Los tres encapuchados aparecieron en escena cuando se celebraba el 'Gudari eguna'. Uno de ellos subió al estrado para leer el breve comunicado en nombre de ETA, según recogen ambos diarios. El texto indica que el 'Gudari eguna' «no es para nosotros una fecha para mirar atrás. Al contrario -dice-, con el recuerdo del modelo de los compañeros que hemos dejado en el camino y aprendiendo del camino realizado, este día tiene que servir para reforzar la lucha hoy y mañana» y para «fortalecer el compromiso de cada uno en favor de la libertad de Euskal Herria».
En el mensaje se apela al «modelo de los gudaris», se aboga por «seguir sin cesar en la lucha hasta que Euskal Herria sea libre» y se considera que «hacer frente firmemente a la opresión que vive Euskal Herria es un trabajo imprescindible para garantizar la supervivencia de nuestro pueblo». Asimismo, el texto llama al compromiso de cada persona en favor del pueblo vasco y recuerda que «nadie nos va a regalar nada en este abrupto camino». En el comunicado difundido por ETA se indica que «construiremos la independencia de Euskal Herria con nuestros actos diarios» y se augura que «lo conseguiremos».
El texto finaliza con «vivas» a «los gudaris vascos» y a «Euskal Herria libre y socialista» e instando a seguir hasta lograr la independencia y el socialismo. El comunicado está firmado por ETA en su parte final.
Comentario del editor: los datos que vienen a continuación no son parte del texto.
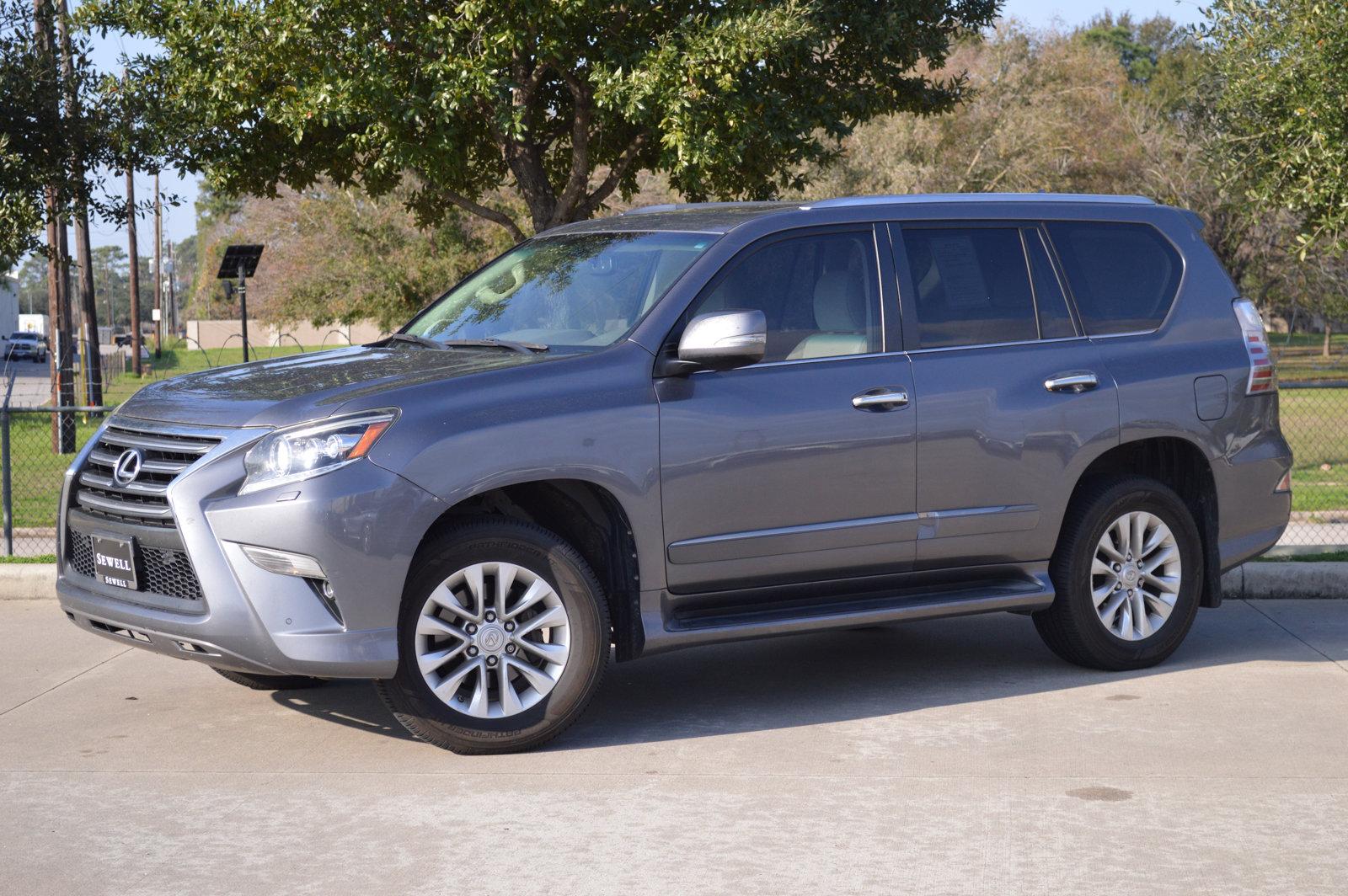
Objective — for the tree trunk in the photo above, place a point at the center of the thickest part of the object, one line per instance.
(58, 296)
(159, 243)
(134, 278)
(88, 303)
Tras lanzar estos vivas los encapuchados, vestidos totalmente de negro, realizaron siete disparos al aire en homenaje a los militantes de ETA fallecidos antes de desaparecer en medio del bosque.
El comunicado está ilustrado en ambos diarios con una fotografía en la que aparece uno de los encapuchados subido en un escenario delante de un micrófono leyendo un papel y otras dos personas encapuchadas detrás portando sendas armas.
Escena inédita
Al parecer, estas tres personas aparecieron en mitad del acto, celebrado en una campa de Aritxulegi. Esta escenografía no tiene antecedentes en la historia de ETA, aunque en 2003 ya diseñó cómo debían ser las posibles apariciones armadas de sus miembros en actos públicos e, incluso, se aludía a ello en un Zutabe.
En este boletín interno, la organización terrorista llegaba a la conclusión de que debía estar presente en «actos, acontecimientos y fechas señaladas», y que se podían llevar a cabo «apariciones armadas».
La fecha elegida en este caso es el 'Gudari eguna', en el que la organización recuerda a los miembros de ETA Txiki y Otaegi, fusilados el 27 de septiembre de 1975, en lo que fue la última condena a muerte del franquismo. El escenario del acto de ayer fueron las campas situadas junto a la cumbre del monte Aritxulegi, un lugar donde la izquierda abertzale creó el denominado 'bosque de los gudaris', en el que se han plantado robles por cada activista fallecido.
El comunicado del sábado es el séptimo pronunciamiento público de la organización terrorista desde el anuncio de alto el fuego permanente el pasado 22 de marzo. Los anteriores habían sido enviados por ETA a diversos medios de comunicación.